Dr John Stewart McKenna also accepted he told a nurse 'he didn't care' when she woke him to say a patient had fallen out of bed. A Medical Council inquiry has heard that Dr McKenna was training for an Ironman triathlon at the time and was in a bad mood.
Dr McKenna's barrister, Ms Marguerite Bolger told a fitness to practise inquiry that her client's attitude was less than satisfactory.
"At the time he was engaged in very, very high levels of training as an elite athlete. He described it as being one of his two passions in life. After it happened he realised that there was only room in his life for one of those passions and he has turned his back on his athletic career."
The inquiry was concluded yesterday after Dr McKenna consented to being censured by the Medical Council and to give an undertaking never to repeat the behaviour complained of.
The 28-year-old, who is originally from Co Sligo, faced five allegations of professional misconduct and poor professional performance from his time as a junior doctor in St Michael's Hospital, Dun Laoghaire between January and April 2011.
Among the other allegations against Dr McKenna were that he refused to 're-chart drugs' required for a patient who was re-admitted through A&E after being discharged the previous day and that he prescribed the blood-thinning agent Warfarin to a patient without first obtaining laboratory blood test results.
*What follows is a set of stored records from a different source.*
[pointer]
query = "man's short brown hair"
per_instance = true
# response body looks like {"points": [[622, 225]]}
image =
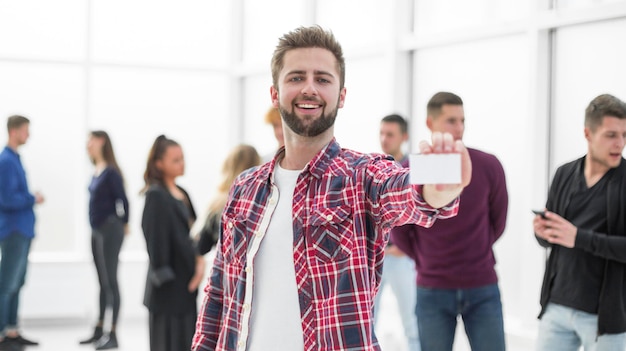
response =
{"points": [[16, 121], [604, 105], [307, 37], [435, 104]]}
Dr McKenna also admitted to falsifying the results of a blood test for a patient he was referring to the hospital's Warfarin clinic. He told the inquiry that at the time he believed the "tactical falsification" of test results was common and that he got this impression from listening to 'canteen talk' which 'could have been bravado'.
Dr McKenna told the hearing he did not enjoy his job at the time, "you do a lot of secretarial work and a lot of nursing work, you don't really feel like a doctor. In hindsight it was a job I wasn't suited to, you're not supposed to be grumpy all the time."
He said being brought before the Medical Council was the single worst thing that's ever happened in his life.
"It's been very difficult for me and for my family, my parents especially have had to live through the embarrassment of the whole thing."
Dr McKenna told the inquiry he was willing to do anything necessary to continue with his career and was now specialising in paediatric emergency medicine in Sligo.
"I enjoy the work, I think I am pretty efficient, I get on with the doctors, nurses and patient's parents."
He added that he sees himself as being suited to his discipline: "I potentially would like to see myself as a consultant in emergency medicine in five years' time."
Ms Bolger said her client was determined to become a better doctor.
"Dr McKenna, for all his hysteric bravado, for his poor attitude, for his appalling interpersonal skills, has learned a huge amount from this process."